故郷・福島へ 新入幕の双大竜が初白星

 「大相撲春場所5日目」(14日、ボディメーカーコロシアム)

 福島県出身としては13年ぶりとなる新入幕を果たした前頭15枚目の双大竜が、栃乃若をはたき込んで初日を出した。東日本大震災の被害が大きかった3県(岩手、宮城、福島)出身者では唯一の幕内力士が、故郷に元気星を届けた。横綱白鵬は、小結栃煌山をとったりで退け5連勝、単独トップを守った。2日連続で金星を配給していた横綱日馬富士は、妙義龍を送り倒し3勝目。大関陣は鶴竜が4勝目、琴奨菊、稀勢の里が3勝目を挙げたが、琴欧洲は4連敗を喫した。

 双大竜にようやく笑顔が戻った。
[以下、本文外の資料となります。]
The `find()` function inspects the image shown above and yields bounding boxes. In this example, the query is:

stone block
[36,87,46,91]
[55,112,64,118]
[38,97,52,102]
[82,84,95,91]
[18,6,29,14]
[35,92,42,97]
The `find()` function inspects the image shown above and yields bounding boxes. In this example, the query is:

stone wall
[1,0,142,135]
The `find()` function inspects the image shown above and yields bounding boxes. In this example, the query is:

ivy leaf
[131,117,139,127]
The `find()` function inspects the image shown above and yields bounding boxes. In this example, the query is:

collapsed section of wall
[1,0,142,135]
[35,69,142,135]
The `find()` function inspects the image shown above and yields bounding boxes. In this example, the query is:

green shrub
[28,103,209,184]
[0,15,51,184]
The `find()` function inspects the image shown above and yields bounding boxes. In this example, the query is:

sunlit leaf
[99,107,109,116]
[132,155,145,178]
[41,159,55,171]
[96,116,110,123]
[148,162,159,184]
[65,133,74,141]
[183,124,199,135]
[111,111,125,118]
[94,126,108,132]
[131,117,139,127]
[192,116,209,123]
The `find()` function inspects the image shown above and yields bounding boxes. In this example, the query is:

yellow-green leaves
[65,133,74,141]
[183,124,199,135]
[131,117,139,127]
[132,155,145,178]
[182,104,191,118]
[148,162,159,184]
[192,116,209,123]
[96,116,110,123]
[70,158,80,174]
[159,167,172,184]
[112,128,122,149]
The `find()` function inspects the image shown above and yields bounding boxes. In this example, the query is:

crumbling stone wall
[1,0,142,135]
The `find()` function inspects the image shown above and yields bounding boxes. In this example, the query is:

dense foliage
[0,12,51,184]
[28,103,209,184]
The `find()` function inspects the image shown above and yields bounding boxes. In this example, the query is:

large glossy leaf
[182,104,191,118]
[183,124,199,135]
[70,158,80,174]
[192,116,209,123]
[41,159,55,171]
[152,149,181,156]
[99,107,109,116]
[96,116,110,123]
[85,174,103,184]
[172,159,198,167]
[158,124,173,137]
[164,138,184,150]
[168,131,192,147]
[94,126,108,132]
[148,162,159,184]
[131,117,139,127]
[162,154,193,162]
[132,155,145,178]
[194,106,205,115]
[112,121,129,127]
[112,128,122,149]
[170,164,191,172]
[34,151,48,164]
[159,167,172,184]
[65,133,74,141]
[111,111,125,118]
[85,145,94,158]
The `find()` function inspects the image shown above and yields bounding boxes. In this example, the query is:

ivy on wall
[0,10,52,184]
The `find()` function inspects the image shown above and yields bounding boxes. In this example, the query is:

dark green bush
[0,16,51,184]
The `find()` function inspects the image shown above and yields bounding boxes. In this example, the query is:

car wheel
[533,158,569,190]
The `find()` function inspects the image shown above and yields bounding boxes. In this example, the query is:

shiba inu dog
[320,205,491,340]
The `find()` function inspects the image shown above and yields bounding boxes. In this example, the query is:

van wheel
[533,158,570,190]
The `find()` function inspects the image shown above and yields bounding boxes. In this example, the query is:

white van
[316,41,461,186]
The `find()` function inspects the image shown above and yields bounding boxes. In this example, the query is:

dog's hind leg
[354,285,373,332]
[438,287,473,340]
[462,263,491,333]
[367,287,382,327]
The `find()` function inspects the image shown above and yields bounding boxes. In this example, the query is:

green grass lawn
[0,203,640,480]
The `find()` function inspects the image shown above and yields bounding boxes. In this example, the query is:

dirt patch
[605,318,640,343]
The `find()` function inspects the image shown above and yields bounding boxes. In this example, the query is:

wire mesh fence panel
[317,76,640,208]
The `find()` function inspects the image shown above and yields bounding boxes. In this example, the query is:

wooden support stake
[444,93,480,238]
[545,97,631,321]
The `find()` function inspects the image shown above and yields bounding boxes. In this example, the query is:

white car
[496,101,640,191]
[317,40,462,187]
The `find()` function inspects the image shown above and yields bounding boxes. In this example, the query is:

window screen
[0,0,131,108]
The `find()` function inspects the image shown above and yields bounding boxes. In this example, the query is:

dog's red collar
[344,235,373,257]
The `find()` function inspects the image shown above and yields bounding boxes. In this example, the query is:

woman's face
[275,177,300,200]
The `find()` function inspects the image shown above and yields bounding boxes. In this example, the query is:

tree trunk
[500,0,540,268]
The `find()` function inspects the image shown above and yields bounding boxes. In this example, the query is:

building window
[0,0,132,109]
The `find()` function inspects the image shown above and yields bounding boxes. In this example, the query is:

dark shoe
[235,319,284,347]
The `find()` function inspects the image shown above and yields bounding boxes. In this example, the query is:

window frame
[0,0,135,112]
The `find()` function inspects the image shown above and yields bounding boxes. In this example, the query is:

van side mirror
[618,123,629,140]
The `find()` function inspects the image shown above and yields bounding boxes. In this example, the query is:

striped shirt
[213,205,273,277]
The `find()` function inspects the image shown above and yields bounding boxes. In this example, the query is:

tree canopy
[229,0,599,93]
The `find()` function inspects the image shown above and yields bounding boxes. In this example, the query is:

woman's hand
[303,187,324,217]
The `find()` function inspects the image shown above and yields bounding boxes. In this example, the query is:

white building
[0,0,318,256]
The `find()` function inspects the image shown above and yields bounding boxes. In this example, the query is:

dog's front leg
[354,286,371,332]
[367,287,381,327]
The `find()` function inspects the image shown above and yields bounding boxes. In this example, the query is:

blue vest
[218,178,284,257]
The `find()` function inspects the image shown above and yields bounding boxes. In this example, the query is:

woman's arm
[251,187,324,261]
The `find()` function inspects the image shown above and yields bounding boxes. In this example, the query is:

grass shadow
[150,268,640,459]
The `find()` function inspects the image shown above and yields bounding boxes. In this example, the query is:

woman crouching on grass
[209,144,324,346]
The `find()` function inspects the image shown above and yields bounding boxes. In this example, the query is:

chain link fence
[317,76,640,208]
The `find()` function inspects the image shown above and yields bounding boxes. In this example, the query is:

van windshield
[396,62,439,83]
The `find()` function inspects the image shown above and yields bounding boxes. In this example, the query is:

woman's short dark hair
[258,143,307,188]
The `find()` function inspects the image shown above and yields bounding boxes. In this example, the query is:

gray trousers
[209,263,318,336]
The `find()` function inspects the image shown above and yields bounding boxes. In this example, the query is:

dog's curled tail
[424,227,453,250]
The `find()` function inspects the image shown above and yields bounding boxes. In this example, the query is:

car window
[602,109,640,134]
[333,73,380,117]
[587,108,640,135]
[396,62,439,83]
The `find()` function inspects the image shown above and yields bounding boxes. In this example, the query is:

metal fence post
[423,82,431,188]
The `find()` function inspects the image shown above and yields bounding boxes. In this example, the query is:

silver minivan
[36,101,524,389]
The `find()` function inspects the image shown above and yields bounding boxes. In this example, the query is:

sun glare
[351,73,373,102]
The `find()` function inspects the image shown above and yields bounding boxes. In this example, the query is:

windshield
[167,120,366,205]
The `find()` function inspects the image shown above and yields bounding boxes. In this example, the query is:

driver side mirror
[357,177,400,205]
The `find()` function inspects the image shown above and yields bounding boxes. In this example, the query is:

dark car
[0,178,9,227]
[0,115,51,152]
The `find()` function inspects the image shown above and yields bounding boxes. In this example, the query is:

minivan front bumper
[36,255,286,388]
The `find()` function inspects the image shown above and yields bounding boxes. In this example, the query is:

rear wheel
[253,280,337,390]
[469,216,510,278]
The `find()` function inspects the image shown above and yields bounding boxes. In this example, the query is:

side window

5日目にして手にした幕内初白星。「いろいろ考えてしまって、寝付けない日もありました。状況が状況だったので、1勝はうれしいですね」と、喜びをかみしめた。

 栃乃若に低く当たり、突き押しで相手の上体を起こしてはたき込んだ。「押し切ることはできなかったけど、動きを止めなかったのが良かった」と振り返った。

 東日本大震災後、福島第1原発事故の影響で、飯舘村在住の伯父らは転居。農業を営む親族は、放射能の風評被害に悩まされた。自身が生まれ育った地で、多くの人々が苦しんでいるという現実。帰省するたびに、震災の爪痕を目の当たりにしてきた。2月20日には、東京・秋葉原駅前で行われたJA全農福島主催のイベントに参加して福島産農作物の安全性を訴えた。故郷への思いは強い。

 30歳にして新入幕を果たした苦労人。精神的に弱く、本番で実力を発揮できない悩みがあった。だが、震災を機に克服しつつある。「まだ10日あるんで、もっと喜んでもらえるようにできれば。この一番で変わってほしい」。一生懸命な相撲が信条の双大竜。福島にさらなる元気を届けたい。